‘That’s not happening’: Council moves to block Elorza from making rec director a police major

Providence

PROVIDENCE, R.I. (WPRI) — The Providence City Council has taken the first step to formally reclassify a would-be police major job to a civilian role, after Mayor Jorge Elorza drew criticism for unexpectedly naming a civilian to the high-ranking police job.

City Council President John Igliozzi introduced amendments to the city budget at Thursday night’s meeting that would remove the new police major job — which the council approved and funded earlier this year — and instead add a “public safety community police liaison” position to the public safety commissioner’s office.

“There will no longer be a police major who’s a civilian,” Igliozzi said in an interview. “That’s not happening.”

The proposed amendments also decrease the salary range for the job to a range of $99,517 to $125,905, down from the originally-approved salary range of $116,666 to $137,157.

The proposal was referred to the Council Finance Committee for consideration, and a hearing is expected next week.

Elorza appointed city recreation director Michael Stephens to be a police major earlier this month, sparking both derision and praise, since Stephens is a not a police officer and doesn’t have law enforcement experience.

The new position is designed to improve community-police relations and oversee the diversion of certain calls away from police, in addition to overseeing recruitment, training and promotions at the police department.

The job was announced back in January and was later approved in the city budget by the council, but was expected to be given to a law enforcement officer. (The original job description required 10 years of law enforcement experience and a related bachelor’s degree, but was later amended.)

Police majors are among the highest-ranking sworn officers in Providence, just below the chief and deputy chief. The department currently has four majors.

Shortly after the announcement that Stephens would be “sworn in” as a police major, Igliozzi said the council had expected a lower-ranking police officer to be promoted to the job.

“When the mayor chose to take a different train, a different track, and appoint a civilian to become a Providence police officer without any background, training, certification or anything, it was completely contrary to the entire concept,” Igliozzi said.

He said Elorza’s decision had left him in “disbelief.” A veto-proof majority of councilors signed on to a letter asking for the job to be reclassified.

Elorza said Wednesday he does not support the changes to the budget as written, but said he is in talks with Igliozzi about amending the ordinances before passage.

The mayor acknowledged that the job was not originally conceived as a civilian role.

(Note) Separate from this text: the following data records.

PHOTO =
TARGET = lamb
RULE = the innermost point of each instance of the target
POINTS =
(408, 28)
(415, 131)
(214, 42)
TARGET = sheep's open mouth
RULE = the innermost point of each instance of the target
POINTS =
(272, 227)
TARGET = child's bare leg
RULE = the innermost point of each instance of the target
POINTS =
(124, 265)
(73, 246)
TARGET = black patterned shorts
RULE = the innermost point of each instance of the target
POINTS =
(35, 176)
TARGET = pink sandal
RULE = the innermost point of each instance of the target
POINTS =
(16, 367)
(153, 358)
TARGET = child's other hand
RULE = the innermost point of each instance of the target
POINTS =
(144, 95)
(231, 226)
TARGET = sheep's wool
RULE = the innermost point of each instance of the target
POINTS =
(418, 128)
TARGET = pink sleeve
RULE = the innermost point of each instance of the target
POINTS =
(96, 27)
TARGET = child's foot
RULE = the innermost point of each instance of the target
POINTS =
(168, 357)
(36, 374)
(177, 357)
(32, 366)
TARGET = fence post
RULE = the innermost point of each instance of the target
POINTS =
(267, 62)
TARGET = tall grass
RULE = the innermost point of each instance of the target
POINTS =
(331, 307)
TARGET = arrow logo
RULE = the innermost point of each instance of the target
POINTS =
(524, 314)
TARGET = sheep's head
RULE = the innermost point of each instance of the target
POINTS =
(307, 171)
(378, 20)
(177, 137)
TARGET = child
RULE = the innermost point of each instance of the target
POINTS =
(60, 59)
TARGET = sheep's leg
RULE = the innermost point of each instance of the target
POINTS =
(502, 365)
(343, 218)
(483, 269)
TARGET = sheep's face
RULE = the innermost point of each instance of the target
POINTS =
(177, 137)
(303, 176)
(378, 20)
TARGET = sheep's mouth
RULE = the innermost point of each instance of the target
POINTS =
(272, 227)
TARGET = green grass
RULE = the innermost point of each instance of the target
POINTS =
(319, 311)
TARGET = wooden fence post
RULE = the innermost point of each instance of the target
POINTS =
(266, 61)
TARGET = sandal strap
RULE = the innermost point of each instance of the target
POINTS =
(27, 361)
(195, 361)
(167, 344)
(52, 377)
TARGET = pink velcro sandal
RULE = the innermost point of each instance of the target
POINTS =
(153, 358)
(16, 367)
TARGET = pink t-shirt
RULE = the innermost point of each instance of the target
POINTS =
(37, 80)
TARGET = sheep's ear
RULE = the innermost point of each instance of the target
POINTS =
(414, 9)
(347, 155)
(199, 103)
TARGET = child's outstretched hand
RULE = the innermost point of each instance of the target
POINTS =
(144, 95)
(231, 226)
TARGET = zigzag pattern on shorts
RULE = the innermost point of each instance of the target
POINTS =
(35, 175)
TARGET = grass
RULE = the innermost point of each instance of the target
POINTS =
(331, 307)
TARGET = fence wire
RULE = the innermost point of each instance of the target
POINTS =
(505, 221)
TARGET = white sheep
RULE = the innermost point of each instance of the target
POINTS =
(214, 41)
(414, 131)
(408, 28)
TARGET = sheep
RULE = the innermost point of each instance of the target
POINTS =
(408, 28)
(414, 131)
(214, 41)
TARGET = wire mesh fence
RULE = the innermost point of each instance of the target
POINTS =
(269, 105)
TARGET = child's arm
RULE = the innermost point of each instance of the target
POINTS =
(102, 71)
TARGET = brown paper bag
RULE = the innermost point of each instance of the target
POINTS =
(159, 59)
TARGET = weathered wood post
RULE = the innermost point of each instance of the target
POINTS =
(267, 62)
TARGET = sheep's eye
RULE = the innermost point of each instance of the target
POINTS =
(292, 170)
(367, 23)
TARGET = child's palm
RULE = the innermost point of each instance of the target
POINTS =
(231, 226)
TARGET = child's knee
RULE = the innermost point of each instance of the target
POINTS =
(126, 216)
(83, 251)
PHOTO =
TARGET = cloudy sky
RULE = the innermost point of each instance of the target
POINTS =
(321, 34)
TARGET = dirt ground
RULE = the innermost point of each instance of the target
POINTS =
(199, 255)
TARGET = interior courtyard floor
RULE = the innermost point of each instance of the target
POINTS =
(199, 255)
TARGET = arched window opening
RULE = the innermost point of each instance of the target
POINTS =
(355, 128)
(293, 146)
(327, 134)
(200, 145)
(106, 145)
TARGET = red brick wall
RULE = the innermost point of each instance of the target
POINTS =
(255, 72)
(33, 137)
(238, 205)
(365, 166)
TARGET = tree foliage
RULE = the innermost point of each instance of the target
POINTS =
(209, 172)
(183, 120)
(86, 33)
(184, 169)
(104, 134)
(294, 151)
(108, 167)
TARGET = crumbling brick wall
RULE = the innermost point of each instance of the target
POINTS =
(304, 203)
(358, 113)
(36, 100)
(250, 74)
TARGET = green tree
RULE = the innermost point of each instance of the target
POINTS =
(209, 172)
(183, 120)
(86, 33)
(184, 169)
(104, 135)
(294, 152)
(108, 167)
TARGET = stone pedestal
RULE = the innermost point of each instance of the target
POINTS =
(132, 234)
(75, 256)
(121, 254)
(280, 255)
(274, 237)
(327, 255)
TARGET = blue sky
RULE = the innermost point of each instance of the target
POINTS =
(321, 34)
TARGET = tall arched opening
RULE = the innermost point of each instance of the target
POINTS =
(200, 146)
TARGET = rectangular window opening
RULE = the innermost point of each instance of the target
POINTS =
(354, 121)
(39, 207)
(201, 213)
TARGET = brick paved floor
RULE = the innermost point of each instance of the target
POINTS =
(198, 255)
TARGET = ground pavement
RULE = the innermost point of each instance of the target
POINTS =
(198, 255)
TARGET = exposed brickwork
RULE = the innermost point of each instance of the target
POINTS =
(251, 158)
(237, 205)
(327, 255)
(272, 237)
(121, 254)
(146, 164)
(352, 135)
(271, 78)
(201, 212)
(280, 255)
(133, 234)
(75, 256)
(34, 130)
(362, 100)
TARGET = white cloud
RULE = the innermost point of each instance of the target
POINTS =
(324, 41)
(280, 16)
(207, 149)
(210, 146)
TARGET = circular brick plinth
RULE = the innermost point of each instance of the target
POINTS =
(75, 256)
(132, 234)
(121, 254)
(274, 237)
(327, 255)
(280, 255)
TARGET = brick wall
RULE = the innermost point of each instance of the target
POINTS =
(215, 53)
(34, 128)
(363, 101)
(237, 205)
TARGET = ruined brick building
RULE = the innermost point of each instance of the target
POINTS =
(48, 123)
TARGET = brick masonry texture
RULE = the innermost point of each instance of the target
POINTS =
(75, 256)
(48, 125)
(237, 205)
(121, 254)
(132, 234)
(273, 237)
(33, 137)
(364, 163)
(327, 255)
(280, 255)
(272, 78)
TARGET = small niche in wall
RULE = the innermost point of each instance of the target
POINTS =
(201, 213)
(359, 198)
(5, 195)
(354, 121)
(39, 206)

“This wasn’t the direction that we were contemplating,” Elorza said. “But when we reviewed all of the résumés, he stood out because of what he brings to the table, because of his deep relationships in the community. I think a lot of people were surprised, but with that said this was a decision that we had a process, with a committee that put the names forward, myself, the commissioner and the chief were in agreement that Mike Stephens was the best person for this role.”

Elorza’s office has declined to provide the list of finalists for the job, nor have his spokespersons responded to questions about the salary Stephens was offered. His office said 43 people applied, and seven of them were interviewed by a hiring committee.

Col. Hugh Clements, the police chief, said Stephens will not have a gun, uniform or be a sworn police officer. He also won’t run the police academy, which was part of the original job description.

“I support that they’re moving to make it a civilian title,” Clements said Thursday. He said he disagreed with the council’s proposal to put the job under the public safety commissioner’s office.

“I would recommend that it falls under the police department,” he said, adding that he believes Stephens is the right person for the job.

Discussions are still underway about Stephens’ job description, which is unlikely to match the original plan.

Rank-and-file officers both privately and publicly criticized Elorza for initially appointing Stephens as a major.

“Mr. Stephens is obviously an incredible resource when it comes to community relations and bridging the gap between the community and Police,” the Fraternal Order of Police Lodge #3 wrote on its Facebook page, but warned, “we are sure he would agree he has limited credentials at best when concerning police related matters.”

“The idea may have been correct, but the process was wrong,” said Lt. Charles Wilson, chairman of the National Association of Black Law Enforcement Officers. “If you are going to direct the activities of police officers, you need to understand fully what their job is and how and why they do their job.”

But the appointment was praised by Harrison Tuttle, executive director of the Black Lives Matter R.I. PAC.

“I think this will breed a sense of comfortability with people in Providence because they know this person has spent his entire life centered around their best interests,” Tuttle said. “I think when people look for public safety, they look for people that they are close with and have a relationship with.”

Stephens’ first day on the job has not yet been determined.